Утром одна за другой стали отваливать на берег шлюпки. Хотя была безветренная погода, неизвестно откуда взявшаяся зыбь сильно раскачивала их. Временами из набегающих облаков сыпался мелкий дождик. Мы смотрели на приближающийся берег, а когда оборачивались, видели наше судно, которое с воды выглядело непривычно большим.
Высадились у небольшого причала в северной части набережной. Здесь нас уже ждали машины — современные легковые и многоместные допотопные с откидывающимся тентом. Выбираем старую вместительную колымагу. Водитель, пожилой худощавый человек с мрачным лицом, дожидается, когда все усядутся, и трогает. Он, очевидно, знает, что нужно показывать гостям, и везет, не задавая лишних вопросов. Миновав уютную набережную, мы через старинные ворота, украшенные гербом Ост-Индской компании, въезжаем в Джемстаун.
Город вытянулся вверх по узкой и прямой как стрела долине. Машина медленно катится по центральной улице Мейн-стрит, вдоль которой стоят одно- и двухэтажные домики, вполне городские по виду, с вывесками магазинов и учреждений. Все удивительно миниатюрно и декоративно; здается впечатление, что это вовсе не дома, а макеты, подготовленные для съемки какого-то приключенческого фильма.

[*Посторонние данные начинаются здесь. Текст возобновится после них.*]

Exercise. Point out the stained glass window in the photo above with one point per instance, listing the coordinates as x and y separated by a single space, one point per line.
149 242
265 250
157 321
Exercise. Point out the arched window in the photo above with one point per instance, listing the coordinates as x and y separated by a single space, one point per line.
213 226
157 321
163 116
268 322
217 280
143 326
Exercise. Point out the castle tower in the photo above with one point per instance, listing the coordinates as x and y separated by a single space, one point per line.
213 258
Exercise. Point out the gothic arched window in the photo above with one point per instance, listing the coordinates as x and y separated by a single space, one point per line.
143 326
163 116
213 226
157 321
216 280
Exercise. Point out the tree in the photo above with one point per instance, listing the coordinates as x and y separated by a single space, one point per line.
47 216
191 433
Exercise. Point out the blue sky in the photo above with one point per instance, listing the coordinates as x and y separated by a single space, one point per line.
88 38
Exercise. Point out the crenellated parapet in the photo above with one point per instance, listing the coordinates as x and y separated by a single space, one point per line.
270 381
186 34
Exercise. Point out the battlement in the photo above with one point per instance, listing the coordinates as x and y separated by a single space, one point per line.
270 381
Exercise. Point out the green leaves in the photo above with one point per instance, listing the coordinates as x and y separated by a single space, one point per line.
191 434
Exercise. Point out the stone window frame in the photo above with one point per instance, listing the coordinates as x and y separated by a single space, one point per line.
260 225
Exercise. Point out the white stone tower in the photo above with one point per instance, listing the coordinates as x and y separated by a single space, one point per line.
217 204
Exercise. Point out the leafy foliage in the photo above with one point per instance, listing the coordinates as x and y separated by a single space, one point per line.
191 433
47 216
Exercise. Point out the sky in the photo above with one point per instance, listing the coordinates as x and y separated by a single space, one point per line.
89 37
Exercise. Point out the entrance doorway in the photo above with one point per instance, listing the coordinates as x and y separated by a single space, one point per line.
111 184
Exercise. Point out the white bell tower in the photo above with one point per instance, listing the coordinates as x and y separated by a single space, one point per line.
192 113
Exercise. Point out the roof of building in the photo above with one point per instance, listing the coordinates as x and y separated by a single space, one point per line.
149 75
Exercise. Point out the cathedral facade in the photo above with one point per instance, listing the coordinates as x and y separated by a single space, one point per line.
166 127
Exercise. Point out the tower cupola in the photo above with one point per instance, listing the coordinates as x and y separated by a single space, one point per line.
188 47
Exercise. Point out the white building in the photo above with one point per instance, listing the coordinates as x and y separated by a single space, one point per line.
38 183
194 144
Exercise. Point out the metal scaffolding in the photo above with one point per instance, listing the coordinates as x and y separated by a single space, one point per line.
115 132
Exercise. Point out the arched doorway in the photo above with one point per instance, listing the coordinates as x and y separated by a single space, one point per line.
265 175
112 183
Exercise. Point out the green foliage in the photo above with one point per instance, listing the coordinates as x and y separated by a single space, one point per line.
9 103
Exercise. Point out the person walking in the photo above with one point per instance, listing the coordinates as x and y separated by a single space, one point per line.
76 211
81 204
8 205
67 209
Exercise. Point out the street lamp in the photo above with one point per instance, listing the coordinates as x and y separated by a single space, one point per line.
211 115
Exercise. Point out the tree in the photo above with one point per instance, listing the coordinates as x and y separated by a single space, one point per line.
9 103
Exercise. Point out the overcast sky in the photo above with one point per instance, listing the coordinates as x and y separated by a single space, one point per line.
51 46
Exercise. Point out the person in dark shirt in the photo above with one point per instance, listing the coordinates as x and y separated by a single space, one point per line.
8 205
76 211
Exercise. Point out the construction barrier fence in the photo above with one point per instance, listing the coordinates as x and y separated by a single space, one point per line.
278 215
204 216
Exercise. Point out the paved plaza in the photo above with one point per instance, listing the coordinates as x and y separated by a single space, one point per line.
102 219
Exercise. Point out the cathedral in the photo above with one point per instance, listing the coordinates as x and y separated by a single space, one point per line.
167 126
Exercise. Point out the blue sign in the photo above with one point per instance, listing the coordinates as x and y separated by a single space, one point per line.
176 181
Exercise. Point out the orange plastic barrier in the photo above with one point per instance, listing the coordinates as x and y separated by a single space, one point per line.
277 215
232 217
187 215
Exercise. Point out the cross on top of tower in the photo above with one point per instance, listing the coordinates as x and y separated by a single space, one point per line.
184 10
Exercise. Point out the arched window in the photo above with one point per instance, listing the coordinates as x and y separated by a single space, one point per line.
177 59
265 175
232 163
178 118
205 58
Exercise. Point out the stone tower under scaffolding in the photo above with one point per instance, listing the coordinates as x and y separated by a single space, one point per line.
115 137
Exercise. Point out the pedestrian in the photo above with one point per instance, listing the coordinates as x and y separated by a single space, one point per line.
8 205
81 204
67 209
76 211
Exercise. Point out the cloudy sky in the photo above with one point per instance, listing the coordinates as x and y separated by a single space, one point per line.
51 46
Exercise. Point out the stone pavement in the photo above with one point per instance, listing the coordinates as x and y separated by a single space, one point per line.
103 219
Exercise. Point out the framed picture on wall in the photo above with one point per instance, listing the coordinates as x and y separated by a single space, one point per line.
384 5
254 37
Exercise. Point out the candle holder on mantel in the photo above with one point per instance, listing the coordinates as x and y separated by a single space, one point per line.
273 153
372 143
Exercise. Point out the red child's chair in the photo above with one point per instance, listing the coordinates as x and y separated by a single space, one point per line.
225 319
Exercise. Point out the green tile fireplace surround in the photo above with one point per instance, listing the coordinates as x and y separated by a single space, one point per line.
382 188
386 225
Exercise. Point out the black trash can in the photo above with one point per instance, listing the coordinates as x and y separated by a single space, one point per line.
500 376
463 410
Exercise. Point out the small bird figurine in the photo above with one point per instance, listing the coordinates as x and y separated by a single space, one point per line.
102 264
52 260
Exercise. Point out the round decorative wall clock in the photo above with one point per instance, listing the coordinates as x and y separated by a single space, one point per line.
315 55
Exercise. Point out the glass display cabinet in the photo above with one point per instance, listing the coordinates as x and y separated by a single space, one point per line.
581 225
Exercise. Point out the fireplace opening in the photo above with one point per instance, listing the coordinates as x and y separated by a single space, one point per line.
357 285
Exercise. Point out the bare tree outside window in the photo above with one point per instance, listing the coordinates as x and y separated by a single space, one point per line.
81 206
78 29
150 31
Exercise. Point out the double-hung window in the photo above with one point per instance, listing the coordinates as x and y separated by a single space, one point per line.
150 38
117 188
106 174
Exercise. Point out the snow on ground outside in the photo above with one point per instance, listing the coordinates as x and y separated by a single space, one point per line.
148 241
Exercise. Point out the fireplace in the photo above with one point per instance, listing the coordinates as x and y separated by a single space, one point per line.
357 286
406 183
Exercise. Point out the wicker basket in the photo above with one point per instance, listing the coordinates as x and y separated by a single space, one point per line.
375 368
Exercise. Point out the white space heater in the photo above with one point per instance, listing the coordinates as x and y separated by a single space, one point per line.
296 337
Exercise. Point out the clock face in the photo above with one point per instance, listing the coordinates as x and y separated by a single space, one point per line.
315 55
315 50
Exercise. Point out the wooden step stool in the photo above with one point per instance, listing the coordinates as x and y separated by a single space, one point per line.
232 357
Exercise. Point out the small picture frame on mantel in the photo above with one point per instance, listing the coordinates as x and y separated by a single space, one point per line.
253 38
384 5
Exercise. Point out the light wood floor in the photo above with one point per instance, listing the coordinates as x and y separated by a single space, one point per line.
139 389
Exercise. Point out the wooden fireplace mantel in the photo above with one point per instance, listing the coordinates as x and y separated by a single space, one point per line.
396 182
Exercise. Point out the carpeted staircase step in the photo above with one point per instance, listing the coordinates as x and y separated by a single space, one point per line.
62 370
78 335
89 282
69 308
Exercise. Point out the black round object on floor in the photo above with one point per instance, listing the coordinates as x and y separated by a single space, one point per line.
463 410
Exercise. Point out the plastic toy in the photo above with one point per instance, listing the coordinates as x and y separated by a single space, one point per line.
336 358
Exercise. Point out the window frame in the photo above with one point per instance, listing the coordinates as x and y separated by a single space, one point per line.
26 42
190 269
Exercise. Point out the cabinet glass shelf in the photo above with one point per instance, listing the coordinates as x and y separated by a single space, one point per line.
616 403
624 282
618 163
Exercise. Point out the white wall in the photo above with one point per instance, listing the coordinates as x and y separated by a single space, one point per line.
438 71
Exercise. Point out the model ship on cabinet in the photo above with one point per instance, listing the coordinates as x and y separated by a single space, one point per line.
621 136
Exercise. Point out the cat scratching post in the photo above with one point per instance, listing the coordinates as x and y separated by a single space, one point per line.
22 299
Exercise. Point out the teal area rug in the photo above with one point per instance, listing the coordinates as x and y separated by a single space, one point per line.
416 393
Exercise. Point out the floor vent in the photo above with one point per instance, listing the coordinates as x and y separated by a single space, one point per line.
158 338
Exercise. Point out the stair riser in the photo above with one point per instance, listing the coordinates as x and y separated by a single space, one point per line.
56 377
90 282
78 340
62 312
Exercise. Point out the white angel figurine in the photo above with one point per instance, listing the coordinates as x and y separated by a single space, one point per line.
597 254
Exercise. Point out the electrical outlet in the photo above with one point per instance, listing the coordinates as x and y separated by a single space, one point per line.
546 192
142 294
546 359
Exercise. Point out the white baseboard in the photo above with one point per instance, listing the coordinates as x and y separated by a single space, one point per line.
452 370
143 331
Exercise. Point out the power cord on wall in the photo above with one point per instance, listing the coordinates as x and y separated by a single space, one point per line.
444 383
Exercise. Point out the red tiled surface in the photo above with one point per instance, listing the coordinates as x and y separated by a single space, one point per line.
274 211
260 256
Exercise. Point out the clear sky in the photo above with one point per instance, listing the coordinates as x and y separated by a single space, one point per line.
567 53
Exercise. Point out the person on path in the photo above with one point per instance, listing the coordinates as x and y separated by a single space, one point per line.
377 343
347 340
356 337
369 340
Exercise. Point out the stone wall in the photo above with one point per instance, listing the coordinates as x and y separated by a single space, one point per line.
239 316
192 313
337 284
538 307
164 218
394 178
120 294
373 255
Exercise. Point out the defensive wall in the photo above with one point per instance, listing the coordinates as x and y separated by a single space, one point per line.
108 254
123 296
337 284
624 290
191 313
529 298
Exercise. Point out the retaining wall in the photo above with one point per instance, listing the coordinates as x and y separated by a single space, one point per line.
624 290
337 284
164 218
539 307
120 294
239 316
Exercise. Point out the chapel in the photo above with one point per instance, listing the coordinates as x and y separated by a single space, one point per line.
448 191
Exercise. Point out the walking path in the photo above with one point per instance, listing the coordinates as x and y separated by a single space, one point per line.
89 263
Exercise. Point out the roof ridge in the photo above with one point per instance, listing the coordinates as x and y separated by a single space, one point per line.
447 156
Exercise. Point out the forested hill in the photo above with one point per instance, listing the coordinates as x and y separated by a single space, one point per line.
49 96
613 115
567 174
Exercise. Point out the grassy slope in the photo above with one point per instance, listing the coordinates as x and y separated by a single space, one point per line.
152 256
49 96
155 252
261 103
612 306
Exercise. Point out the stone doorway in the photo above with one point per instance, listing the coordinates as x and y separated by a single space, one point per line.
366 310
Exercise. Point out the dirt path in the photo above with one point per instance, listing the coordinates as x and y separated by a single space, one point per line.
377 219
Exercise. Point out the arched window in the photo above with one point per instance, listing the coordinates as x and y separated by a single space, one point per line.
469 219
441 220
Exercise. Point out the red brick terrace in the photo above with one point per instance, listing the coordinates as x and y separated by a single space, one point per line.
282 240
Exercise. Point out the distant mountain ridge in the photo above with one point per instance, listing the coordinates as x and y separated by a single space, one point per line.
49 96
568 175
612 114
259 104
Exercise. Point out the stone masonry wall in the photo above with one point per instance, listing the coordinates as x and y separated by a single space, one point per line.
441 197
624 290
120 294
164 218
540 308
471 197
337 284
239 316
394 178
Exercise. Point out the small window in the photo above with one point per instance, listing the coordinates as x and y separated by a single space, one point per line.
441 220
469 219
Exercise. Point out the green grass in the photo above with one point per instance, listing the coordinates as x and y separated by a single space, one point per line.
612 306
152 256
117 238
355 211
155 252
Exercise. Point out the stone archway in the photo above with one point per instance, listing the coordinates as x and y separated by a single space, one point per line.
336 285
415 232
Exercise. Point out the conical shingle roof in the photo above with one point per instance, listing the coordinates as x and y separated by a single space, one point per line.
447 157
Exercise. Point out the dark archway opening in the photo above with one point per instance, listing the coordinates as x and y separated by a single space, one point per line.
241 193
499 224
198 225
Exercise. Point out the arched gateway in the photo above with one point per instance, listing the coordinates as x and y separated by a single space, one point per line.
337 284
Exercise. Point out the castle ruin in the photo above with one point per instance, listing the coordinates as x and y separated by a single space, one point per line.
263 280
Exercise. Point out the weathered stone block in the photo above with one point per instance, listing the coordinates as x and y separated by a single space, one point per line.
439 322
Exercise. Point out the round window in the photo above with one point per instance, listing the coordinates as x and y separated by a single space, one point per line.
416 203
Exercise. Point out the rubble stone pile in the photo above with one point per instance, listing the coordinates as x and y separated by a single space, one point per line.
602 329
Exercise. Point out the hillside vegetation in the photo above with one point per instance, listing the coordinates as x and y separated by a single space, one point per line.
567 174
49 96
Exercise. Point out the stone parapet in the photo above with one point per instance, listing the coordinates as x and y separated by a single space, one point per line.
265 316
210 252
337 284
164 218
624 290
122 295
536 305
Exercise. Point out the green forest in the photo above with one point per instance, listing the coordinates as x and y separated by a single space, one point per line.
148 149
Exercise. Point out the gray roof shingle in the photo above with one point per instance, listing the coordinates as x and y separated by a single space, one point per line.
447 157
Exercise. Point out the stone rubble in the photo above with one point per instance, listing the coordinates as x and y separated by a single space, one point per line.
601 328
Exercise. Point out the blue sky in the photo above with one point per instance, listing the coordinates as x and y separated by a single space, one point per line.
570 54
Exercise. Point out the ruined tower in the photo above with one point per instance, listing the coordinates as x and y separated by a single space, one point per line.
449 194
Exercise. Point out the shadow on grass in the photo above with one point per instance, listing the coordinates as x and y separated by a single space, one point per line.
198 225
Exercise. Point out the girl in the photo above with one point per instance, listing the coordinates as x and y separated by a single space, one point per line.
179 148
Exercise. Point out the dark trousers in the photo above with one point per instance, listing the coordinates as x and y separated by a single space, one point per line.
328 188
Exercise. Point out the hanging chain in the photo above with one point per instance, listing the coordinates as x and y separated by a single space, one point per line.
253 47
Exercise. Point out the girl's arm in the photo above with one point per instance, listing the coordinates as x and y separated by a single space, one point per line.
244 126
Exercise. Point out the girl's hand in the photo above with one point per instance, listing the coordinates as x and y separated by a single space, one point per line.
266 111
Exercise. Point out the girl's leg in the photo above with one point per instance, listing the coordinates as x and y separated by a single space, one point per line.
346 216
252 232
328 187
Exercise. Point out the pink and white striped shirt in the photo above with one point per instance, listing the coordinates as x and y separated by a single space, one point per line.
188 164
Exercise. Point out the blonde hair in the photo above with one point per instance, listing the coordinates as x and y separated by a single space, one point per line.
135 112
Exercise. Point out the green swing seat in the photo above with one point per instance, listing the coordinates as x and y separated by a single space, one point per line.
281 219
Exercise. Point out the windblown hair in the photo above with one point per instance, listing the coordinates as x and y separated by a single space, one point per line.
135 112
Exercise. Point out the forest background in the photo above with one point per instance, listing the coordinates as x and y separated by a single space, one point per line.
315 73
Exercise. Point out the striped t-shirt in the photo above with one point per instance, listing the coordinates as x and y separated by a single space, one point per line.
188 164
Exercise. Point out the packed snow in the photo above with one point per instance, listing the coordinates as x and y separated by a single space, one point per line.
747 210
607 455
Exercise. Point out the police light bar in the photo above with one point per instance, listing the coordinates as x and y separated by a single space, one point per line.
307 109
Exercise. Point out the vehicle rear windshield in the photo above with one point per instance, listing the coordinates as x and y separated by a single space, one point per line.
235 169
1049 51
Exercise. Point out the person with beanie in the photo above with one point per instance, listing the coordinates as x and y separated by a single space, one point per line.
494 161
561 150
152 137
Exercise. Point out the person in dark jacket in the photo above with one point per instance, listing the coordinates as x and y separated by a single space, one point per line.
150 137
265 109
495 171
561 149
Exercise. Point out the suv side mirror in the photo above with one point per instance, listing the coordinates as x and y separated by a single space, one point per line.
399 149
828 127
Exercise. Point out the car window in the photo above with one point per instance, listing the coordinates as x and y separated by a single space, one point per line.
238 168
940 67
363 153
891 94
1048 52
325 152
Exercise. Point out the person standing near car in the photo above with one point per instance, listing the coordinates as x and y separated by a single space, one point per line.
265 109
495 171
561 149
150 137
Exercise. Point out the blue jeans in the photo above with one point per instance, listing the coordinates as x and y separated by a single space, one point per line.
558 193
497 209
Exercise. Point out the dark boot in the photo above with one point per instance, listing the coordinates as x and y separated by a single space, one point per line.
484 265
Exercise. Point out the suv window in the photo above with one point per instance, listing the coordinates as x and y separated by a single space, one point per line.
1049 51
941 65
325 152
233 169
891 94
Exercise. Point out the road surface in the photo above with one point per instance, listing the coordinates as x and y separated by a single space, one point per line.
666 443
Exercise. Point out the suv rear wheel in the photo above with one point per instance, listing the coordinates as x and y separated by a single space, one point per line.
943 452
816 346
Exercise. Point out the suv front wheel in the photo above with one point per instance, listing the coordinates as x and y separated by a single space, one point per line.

Дорога покидает город и начинает взбираться по краю долины все выше. Теперь, оглядываясь назад, мы видим внизу пестрый ковер крыш и вдали темно-синюю воду, на которой наше судно выглядит игрушечным корабликом. Склоны долины сплошь заросли причудливой растительностью. Преобладают кактусы и алоэ. На самом деле, здесь большое разнообразие растений. Часть из них покрыта цветами, полураскрывшиеся бутоны которых ярко алеют среди мясистых зеленых стеблей, усеянных длинными острыми шипами. На прогалинах между колючими кустарниками проступает оранжевая, маслянистая после дождя тропическая почва.
Остров Святой Елены — одно из последних колониальных владений Великобритании. На дне глубокой долины, спускающейся к океану, расположился Джемстаун — единственный городок и столица.
Верхняя часть долины утопает в зеленых зарослях. Здесь много экзотических для нас цветущих растений — бугенвилеи, красные и белые олеандры. Среди тенистых деревьев виднеются аккуратные коттеджи. Сплетение антенн выдает здание радиоцентра. Рядом — светлое с зеленой окантовкой двухэтажное здание, во дворе которого снуют, как рыбки в аквариуме, маленькие человечки, — это несомненно школа.
По мере того как мы удаляемся от берега, растительность становится все более пышной. Чарлз Дарвин упомянул в своем дневнике, что на Святой Елене найдено 746 видов растений, но из них только 52 — местные. Основная же часть ввезена сюда главным образом из Англии. Причем многие растения почувствовали себя на острове гораздо вольготнее, чем на родине, и потеснили местную флору. Холмы с насаждениями шотландских сосен, кусты дрока, плакучие ивы по берегам ручьев, живые изгороди из кустов ежевики — все это напомнило побывавшему здесь в 1836 году Ч. Дарвину пейзаж Уэльса. А ведь на первый взгляд, что может быть общего между крохотным вулканическим островом в тропиках и «туманным Альбионом»?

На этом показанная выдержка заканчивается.